By Amy Berish, Kanisha Greaves, and Emeline Swanson

One of the professional development opportunities at the RAC this summer was the chance to participate in NEDCC’s online Preservation 101 course. The objective of the course was to create an executive summary for a collection in our own institution. While many people took the class individually, Amy, Kanisha, and Emeline joined forces to create a robust final project and collaborate across departments: Processing, Reference, and Collections Management, respectively.

Throughout the course, NEDCC preservation specialists Danielle Spalenka and Sean Ferguson held interactive webinars that covered topics like building and collections environment, caring for paper collections and multimedia collections, reformatting and digitization, and emergency preparedness. The course also included assigned textbook readings and a workbook.

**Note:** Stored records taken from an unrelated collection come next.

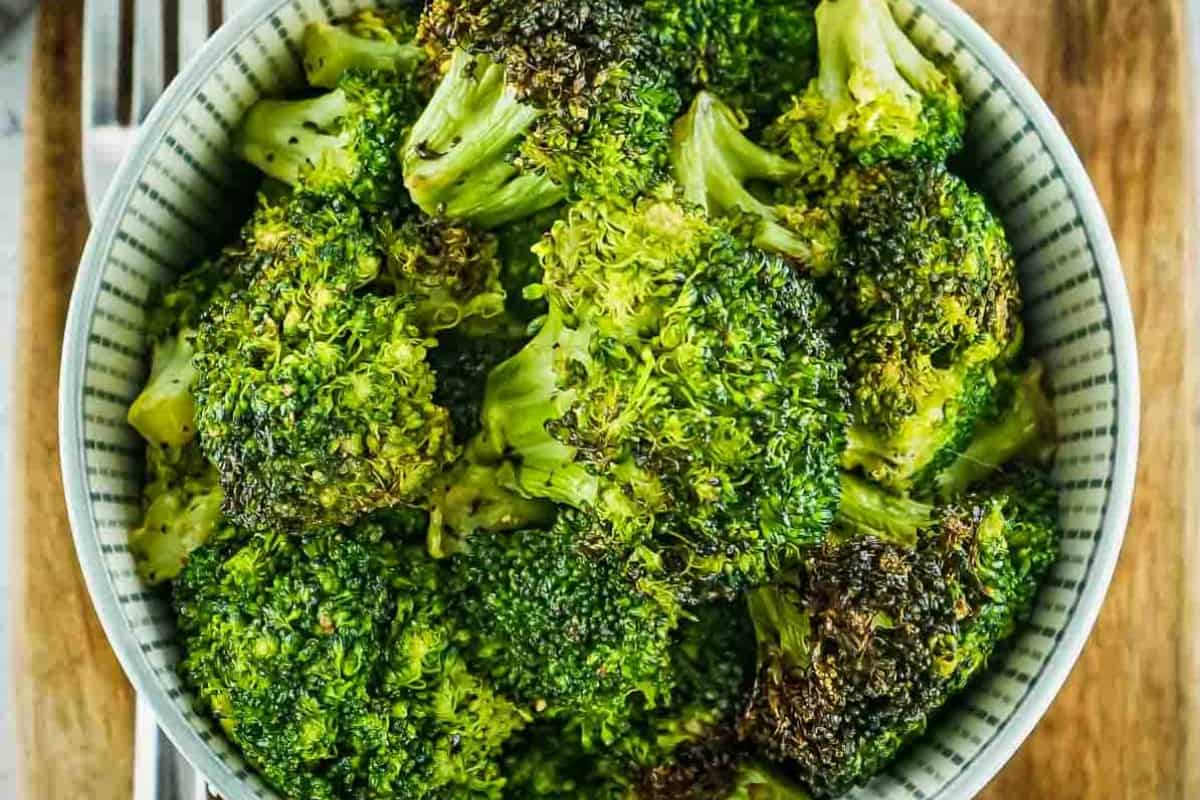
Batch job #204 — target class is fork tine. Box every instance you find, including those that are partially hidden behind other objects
[132,0,163,125]
[179,0,209,71]
[83,0,121,127]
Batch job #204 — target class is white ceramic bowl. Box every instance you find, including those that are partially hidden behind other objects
[60,0,1138,800]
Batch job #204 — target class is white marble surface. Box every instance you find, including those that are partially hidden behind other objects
[0,10,34,798]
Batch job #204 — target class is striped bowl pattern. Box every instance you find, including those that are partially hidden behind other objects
[60,0,1138,800]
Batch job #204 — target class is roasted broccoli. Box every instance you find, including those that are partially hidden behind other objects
[174,523,524,800]
[377,215,505,333]
[194,193,456,530]
[235,12,425,209]
[128,443,228,585]
[452,511,679,745]
[403,0,679,228]
[643,0,817,121]
[458,192,842,596]
[767,0,966,186]
[739,471,1060,796]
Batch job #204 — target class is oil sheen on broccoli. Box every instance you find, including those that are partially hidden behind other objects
[403,0,679,228]
[174,517,524,800]
[456,191,844,595]
[194,194,455,530]
[740,471,1060,796]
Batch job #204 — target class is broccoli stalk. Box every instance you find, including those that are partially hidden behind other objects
[769,0,966,184]
[671,91,838,272]
[935,362,1055,499]
[127,329,196,447]
[403,50,565,228]
[304,23,425,89]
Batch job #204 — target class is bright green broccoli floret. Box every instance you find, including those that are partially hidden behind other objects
[235,12,424,209]
[740,473,1060,796]
[404,0,679,228]
[128,443,228,585]
[768,0,966,186]
[196,194,456,530]
[304,8,425,89]
[671,91,840,267]
[472,193,842,595]
[174,523,523,800]
[378,215,505,333]
[644,0,817,121]
[452,512,679,744]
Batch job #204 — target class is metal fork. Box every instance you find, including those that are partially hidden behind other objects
[83,6,229,800]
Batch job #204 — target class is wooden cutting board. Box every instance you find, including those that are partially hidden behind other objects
[13,0,1200,800]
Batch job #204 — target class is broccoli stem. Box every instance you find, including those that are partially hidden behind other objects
[838,473,934,547]
[816,0,926,118]
[403,50,565,228]
[304,23,424,89]
[936,362,1055,499]
[671,91,830,263]
[234,90,355,186]
[127,330,196,447]
[472,311,598,509]
[427,462,554,558]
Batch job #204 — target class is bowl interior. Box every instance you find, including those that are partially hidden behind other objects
[60,0,1138,800]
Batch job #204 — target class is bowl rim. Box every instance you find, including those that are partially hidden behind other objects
[59,0,1140,800]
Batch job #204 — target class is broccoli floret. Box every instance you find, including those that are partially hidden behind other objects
[768,0,966,186]
[829,163,1021,491]
[304,8,425,89]
[917,361,1056,500]
[740,471,1060,796]
[128,443,229,585]
[671,91,840,267]
[127,254,242,449]
[174,523,523,800]
[644,0,817,121]
[234,12,425,209]
[403,0,679,228]
[472,193,842,595]
[194,193,457,530]
[378,215,505,333]
[452,511,678,744]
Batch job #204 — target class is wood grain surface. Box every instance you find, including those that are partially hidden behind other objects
[12,0,133,800]
[7,0,1200,800]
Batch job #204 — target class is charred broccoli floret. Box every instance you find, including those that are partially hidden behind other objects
[740,471,1060,796]
[644,0,817,121]
[174,523,523,800]
[378,215,505,333]
[452,512,679,744]
[235,12,425,207]
[403,0,679,228]
[194,193,456,530]
[458,193,842,595]
[767,0,966,186]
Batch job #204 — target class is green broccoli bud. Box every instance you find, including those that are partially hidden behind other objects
[473,193,842,595]
[128,444,227,585]
[378,216,505,333]
[768,0,966,185]
[302,11,425,89]
[934,361,1056,500]
[739,473,1061,798]
[671,91,838,267]
[174,523,524,800]
[642,0,817,121]
[127,330,196,447]
[452,512,678,745]
[194,193,457,530]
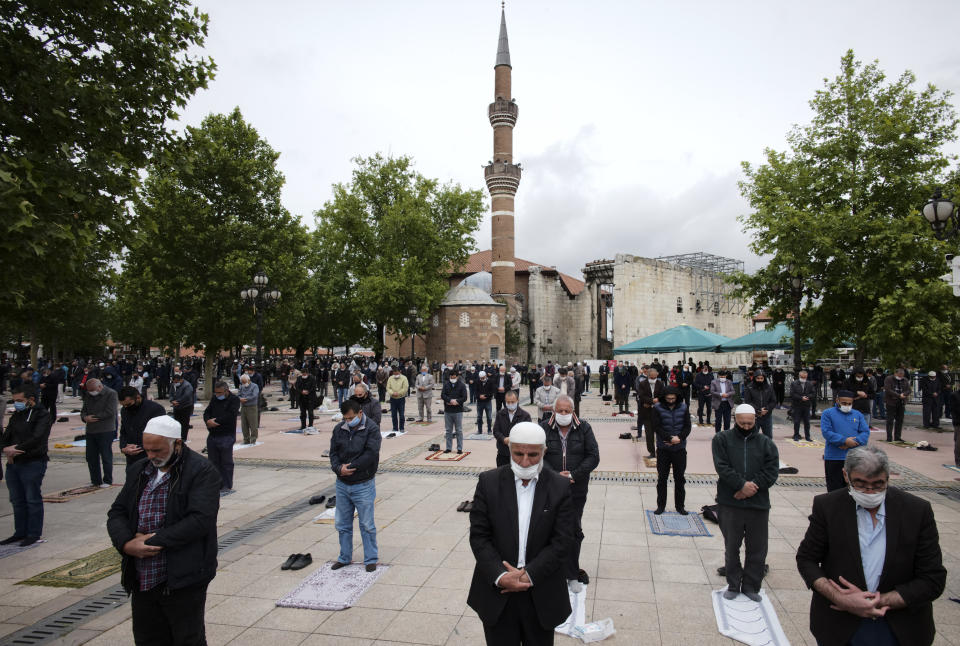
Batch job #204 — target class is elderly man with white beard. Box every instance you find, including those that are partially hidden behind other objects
[467,422,576,646]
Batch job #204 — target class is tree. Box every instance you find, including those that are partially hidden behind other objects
[316,154,484,360]
[0,0,214,309]
[112,109,308,398]
[737,51,957,361]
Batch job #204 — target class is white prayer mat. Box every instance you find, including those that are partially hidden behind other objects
[233,442,263,451]
[277,561,390,610]
[711,588,790,646]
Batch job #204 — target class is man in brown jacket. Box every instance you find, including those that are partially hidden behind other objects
[883,368,910,442]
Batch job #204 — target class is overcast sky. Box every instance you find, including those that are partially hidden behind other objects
[181,0,960,276]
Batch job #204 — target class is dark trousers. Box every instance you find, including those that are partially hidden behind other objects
[207,433,237,489]
[793,403,810,441]
[823,460,847,493]
[717,505,770,592]
[130,583,207,646]
[713,401,731,433]
[6,460,47,538]
[86,433,116,487]
[657,449,687,511]
[483,591,553,646]
[477,399,493,433]
[390,397,407,431]
[173,406,193,442]
[300,400,313,428]
[697,395,713,424]
[923,396,940,427]
[887,399,905,442]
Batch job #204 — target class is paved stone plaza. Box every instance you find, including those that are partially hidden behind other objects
[0,388,960,646]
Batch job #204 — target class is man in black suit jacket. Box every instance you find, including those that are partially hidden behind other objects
[467,422,576,646]
[797,445,947,646]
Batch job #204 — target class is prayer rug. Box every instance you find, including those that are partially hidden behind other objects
[43,485,100,502]
[425,451,470,462]
[646,509,713,536]
[787,439,823,449]
[18,547,120,588]
[277,561,390,610]
[711,588,790,646]
[0,538,47,559]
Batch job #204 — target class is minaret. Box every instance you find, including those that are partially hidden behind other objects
[483,8,520,299]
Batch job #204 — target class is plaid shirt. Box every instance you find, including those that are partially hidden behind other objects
[136,464,170,592]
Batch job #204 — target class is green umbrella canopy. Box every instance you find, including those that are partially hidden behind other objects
[717,322,810,352]
[613,325,730,354]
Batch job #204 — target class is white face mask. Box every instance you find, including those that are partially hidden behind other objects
[847,487,887,509]
[510,458,543,480]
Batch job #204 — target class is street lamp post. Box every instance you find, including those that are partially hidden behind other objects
[403,308,423,363]
[240,271,280,365]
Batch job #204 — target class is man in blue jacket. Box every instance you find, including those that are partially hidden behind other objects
[820,390,870,491]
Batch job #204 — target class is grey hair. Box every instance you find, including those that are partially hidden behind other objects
[843,444,890,478]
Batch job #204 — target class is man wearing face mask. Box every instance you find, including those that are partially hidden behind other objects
[883,368,910,442]
[820,390,870,491]
[117,386,166,466]
[0,384,53,547]
[440,369,470,455]
[203,381,241,494]
[467,422,576,646]
[493,391,533,467]
[107,415,221,645]
[790,370,817,442]
[80,379,118,489]
[712,404,780,602]
[540,395,600,592]
[797,446,947,646]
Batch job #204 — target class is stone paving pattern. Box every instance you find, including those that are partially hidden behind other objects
[0,390,960,646]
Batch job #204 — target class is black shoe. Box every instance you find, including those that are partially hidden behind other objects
[290,554,313,570]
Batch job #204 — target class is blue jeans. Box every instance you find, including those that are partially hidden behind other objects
[334,478,377,565]
[6,460,47,537]
[443,412,464,451]
[390,397,407,431]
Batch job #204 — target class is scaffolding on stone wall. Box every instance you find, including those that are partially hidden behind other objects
[657,251,746,316]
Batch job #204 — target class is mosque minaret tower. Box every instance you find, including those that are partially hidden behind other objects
[483,3,520,301]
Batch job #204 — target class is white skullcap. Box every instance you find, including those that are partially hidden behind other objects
[143,415,181,440]
[510,422,547,446]
[733,404,757,415]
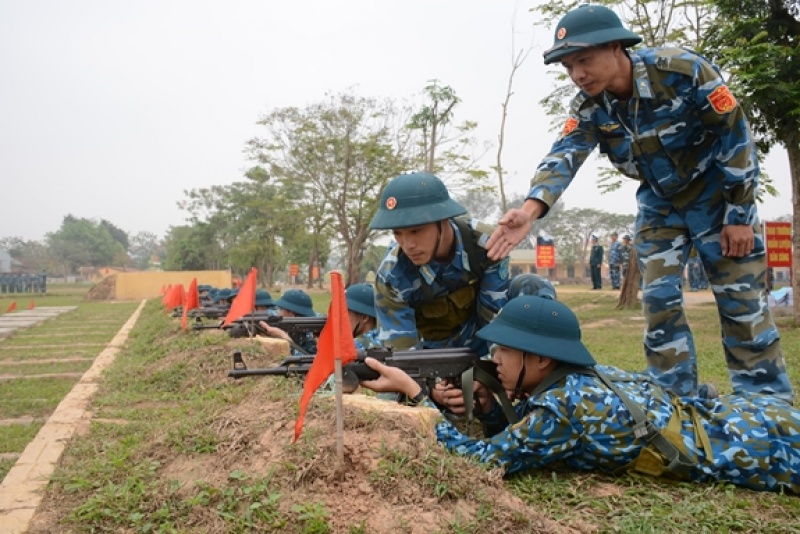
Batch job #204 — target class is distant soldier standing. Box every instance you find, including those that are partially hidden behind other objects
[589,234,604,289]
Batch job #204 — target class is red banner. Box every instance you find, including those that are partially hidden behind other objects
[764,221,792,267]
[536,237,556,269]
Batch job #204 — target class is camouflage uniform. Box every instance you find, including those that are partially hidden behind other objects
[528,48,792,401]
[375,219,509,356]
[619,237,631,279]
[438,366,800,493]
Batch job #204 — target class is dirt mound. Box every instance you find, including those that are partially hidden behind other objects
[86,274,117,300]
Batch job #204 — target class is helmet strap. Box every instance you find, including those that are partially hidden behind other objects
[431,221,442,261]
[431,219,456,263]
[514,352,528,399]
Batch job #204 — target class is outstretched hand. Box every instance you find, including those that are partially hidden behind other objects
[720,224,755,258]
[486,199,547,261]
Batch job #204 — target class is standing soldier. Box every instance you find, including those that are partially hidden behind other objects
[608,232,622,289]
[488,5,793,402]
[589,234,603,289]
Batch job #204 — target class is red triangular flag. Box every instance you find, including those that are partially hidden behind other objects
[161,284,172,307]
[294,271,357,441]
[164,284,184,310]
[181,278,200,330]
[222,267,258,326]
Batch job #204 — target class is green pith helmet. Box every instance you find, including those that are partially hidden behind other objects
[275,289,317,317]
[256,289,275,306]
[508,273,557,300]
[344,284,377,318]
[544,4,642,65]
[369,172,467,230]
[477,295,597,367]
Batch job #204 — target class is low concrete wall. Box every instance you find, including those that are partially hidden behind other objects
[115,271,232,300]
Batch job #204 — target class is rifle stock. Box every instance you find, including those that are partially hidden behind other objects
[228,348,480,390]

For our final project, we chose to create an executive summary for the Kenneth Chorley papers. Kenneth Chorley was a conservationist who worked directly with John D. Rockefeller, Jr. on matters regarding the historic preservation of Colonial Williamsburg, Grand Teton National Park, and the Jackson Hole Preserve. It only seemed fitting to help preserve the materials of a fellow preservationist! While most of the correspondence in the Kenneth Chorley papers is in decent condition, there are piles of oversized scrapbooks and a few audio reels that could use a little TLC.

Our goal throughout the course was to produce a document that could guide our preservation efforts with the potential to serve as a proposal for a more detailed preservation plan in the future. Our summary outlined short-term, mid-term, and long-term preservation priorities for the Chorley papers. We ultimately decided to first propose the collection as a potential digitization project to the RAC Digitization Advisory Board, then rehouse the collection and its scrapbooks, and eventually fully digitize the scrapbooks.

At the end of the course, the three of us debriefed and documented what we learned. Coming from different departments, some of our takeaways were department-specific, such as being preservation-conscious during processing, and understanding that “collections environment” expands beyond the vaults. But what was most interesting was that there was a common thread. We collectively agreed that the biggest takeaway was understanding the importance of collaboration and information sharing.

Despite combining our knowledge from different departments, we noticed that there were still preservation-related questions we couldn’t answer, such as specific facts about the building’s history, environmental monitoring, and security. These particular focus areas, along with a few others, proved to be the most challenging since they required us to dig for information we wouldn’t typically need to know to accomplish our daily tasks. We quickly realized that, in a larger-staff institution like the RAC, certain information can become compartmentalized when staff is divided into departments. Understanding the daily tasks of our colleagues helps bridge the gap to better methods of preservation. For example, working with Facilities and getting acquainted with the building’s structural history helps us understand any dangers posed to collections and how environmental conditions are impacted by the quirks of an older building.

In other words, the RAC makes a strong effort for everyone to collaborate across departments and understand each other’s work in relation to our own, but fully understanding how the HVAC system works and how snakes slithered into the sub-level hallway might still remain a bit of a mystery, and that’s okay. Every archive has its history of problems. The key is having a support system that encourages collaboration beyond the bubble of our daily routines, such as the opportunity to learn from this course. Preservation requires everyone to be on the same page. When that pipe leaks or a wind-storm hits, institutions that are preservation-conscious encourage everyone to barrel out the water when the time comes, regardless of their department.

We should be conscious of how our work affects both researchers and other archivists alike. By taking this course as a team, we have developed a strong understanding of our own roles and contributions. The importance of sharing information and understanding the responsibilities of all members on staff is key because we can never know too much about our institution and its functions.